I have what looks like false positive within racecheck, but I’d like to check my understanding.

I have a kernel that I have reduced to run with a single warp in each block (i.e. dimensions 32x1), and use shared variables essentially as warp-level variables. If I fence reads and writes using __threadfence_block(), racecheck prints huge numbers of warnings about hazards, but simply replacing these calls with __syncthreads() makes the warnings go away. Other than racecheck warnings, I don’t see any behaviour difference between the two approaches.

My understanding from the docs is that __threadfence_block() is sufficient to ensure that all threads have a consistent view of shared memory after it is called. Is this incorrect, or is this a false positive from racecheck?

(The normal version of this code needs to run with more than one warp per block (indexing into shared memory using warp index), so I’d like to check that using __threadfence_block() is still sufficient to fence reads and writes for all threads of a single warp. Sadly warps diverge so I cannot use __syncthreads() in this case.)

Thanks!

Hi sjb3d, in CUDA 5.0/5.5, racecheck only recognizes CTA-wide synchronization (i.e. __syncthreads()) as ensuring ordering between reads and writes. So __threadfence_block() will typically cause racecheck to report messages about hazards.

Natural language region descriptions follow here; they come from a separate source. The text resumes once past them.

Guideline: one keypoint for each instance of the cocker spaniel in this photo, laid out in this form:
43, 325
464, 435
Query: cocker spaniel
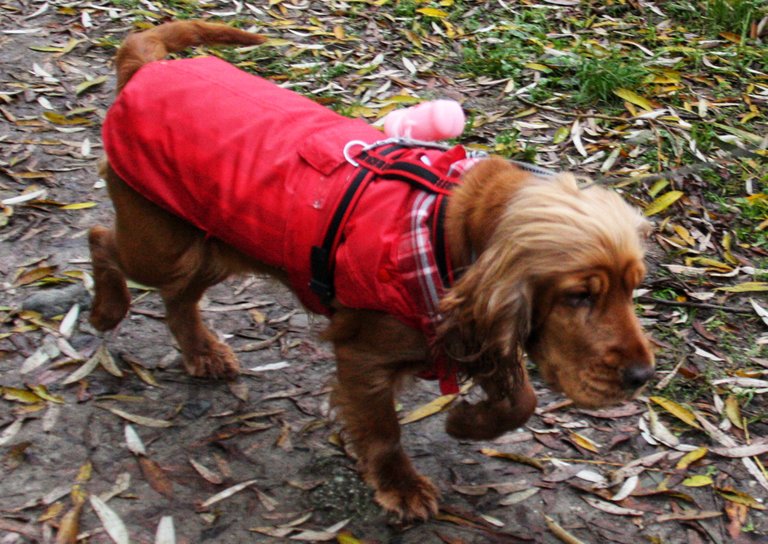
427, 261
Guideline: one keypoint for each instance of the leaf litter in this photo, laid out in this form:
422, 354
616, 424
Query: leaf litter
685, 142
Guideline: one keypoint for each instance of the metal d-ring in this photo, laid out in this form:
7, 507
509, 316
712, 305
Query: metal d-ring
348, 156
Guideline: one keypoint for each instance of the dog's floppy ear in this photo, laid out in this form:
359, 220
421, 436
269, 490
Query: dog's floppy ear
485, 321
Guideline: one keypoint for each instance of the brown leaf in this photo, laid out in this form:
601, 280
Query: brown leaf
69, 527
156, 477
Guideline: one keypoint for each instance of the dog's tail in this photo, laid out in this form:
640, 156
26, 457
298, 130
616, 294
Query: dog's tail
156, 43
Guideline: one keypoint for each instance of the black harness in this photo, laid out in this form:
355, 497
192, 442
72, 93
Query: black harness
382, 163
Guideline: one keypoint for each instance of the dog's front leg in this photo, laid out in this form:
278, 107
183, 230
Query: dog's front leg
374, 352
503, 410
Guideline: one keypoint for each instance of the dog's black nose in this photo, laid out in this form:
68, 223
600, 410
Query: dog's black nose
636, 376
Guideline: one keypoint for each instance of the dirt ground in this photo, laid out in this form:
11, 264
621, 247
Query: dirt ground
272, 426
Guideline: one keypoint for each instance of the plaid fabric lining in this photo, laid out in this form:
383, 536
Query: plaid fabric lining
423, 276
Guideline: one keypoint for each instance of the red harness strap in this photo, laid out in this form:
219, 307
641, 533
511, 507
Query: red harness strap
383, 164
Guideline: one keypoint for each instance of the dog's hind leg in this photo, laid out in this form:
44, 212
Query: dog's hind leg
203, 354
157, 249
111, 299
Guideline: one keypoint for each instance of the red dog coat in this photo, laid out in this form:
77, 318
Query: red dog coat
263, 169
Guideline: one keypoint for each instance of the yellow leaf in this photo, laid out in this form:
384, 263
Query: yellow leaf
69, 527
733, 411
633, 98
740, 497
663, 202
52, 512
584, 442
60, 119
429, 409
677, 410
561, 134
346, 538
657, 187
516, 457
277, 42
691, 457
43, 393
20, 395
538, 67
710, 263
78, 206
697, 481
746, 287
36, 274
141, 420
731, 37
433, 12
87, 84
683, 233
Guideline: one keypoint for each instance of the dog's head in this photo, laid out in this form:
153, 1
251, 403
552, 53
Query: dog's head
555, 270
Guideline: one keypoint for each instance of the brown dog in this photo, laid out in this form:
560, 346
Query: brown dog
541, 266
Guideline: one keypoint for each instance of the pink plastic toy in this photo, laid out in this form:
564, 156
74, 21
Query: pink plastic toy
428, 121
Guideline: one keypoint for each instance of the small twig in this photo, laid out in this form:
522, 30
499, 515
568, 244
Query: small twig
255, 346
701, 305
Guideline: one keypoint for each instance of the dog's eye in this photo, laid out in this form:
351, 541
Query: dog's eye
580, 299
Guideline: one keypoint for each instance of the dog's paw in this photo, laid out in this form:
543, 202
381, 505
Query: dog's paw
106, 316
412, 499
218, 361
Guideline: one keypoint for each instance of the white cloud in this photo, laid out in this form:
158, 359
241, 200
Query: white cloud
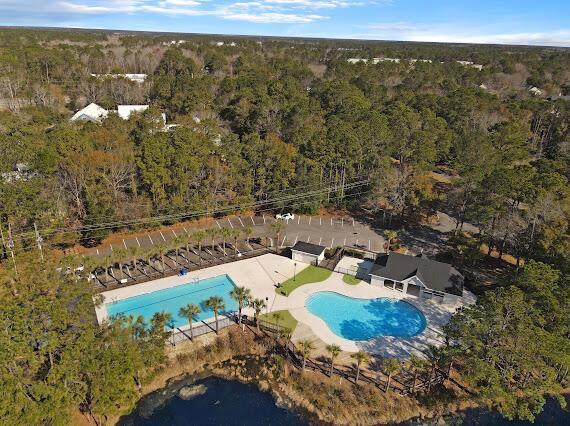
408, 32
260, 11
265, 18
392, 26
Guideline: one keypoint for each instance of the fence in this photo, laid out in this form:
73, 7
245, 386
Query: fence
403, 383
201, 328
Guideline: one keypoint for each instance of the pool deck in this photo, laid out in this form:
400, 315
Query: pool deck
436, 314
261, 275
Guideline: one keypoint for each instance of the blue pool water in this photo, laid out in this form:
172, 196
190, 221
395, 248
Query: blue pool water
364, 319
172, 299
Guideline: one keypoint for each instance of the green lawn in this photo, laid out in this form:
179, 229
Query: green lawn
350, 280
311, 274
286, 320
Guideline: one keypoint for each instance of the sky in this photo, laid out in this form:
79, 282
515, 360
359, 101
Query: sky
536, 22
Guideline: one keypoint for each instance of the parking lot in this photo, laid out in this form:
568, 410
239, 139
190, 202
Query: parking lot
329, 232
146, 247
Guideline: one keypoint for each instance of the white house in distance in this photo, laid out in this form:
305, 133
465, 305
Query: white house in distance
417, 276
125, 111
137, 78
91, 112
309, 253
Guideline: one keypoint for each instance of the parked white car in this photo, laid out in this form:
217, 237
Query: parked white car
285, 216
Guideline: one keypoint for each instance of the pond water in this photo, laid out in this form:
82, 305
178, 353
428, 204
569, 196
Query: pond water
222, 403
225, 402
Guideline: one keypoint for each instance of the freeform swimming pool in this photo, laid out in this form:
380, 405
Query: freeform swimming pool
364, 319
172, 299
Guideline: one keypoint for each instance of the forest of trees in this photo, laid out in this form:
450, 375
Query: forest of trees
273, 116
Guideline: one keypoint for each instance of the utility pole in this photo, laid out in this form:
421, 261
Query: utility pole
39, 240
11, 248
4, 250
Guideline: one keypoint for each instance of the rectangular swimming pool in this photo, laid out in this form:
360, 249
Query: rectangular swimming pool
172, 299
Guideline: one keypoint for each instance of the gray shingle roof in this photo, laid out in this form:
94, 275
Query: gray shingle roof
435, 275
308, 248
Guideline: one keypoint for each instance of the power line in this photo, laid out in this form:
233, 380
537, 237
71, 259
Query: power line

Based on your description, it sounds like you are trying to use warp level programming. To particularly address the case of differentiation between inter warp and intra warp races, racecheck has an internal filtering mechanism built in. If you run racecheck with the “–print-level error” option, racecheck should report true inter-warp races, and the intra-warp hazard reports are suppressed.

That said __threadfence_block() should be sufficient to ensure writes to shared memory are visible to all threads in the block.

If handling of __threadfence_block() is a functionality you would like to see in the future, and you are a registered developer, could you file a bug with the words RFE in the subject along with an example application ?

Hi vyas, thanks for the response and confirming that my understanding of __threadfence_block() is correct!

With “–print-level error” as suggested (using the 5.5 RC), 0 errors are reported for my case (with 2361204 warnings suppressed). It would be useful for me to use this tool to find intra-warp races, so I’ll see if I can report a proper repro case when I have the time. Thanks!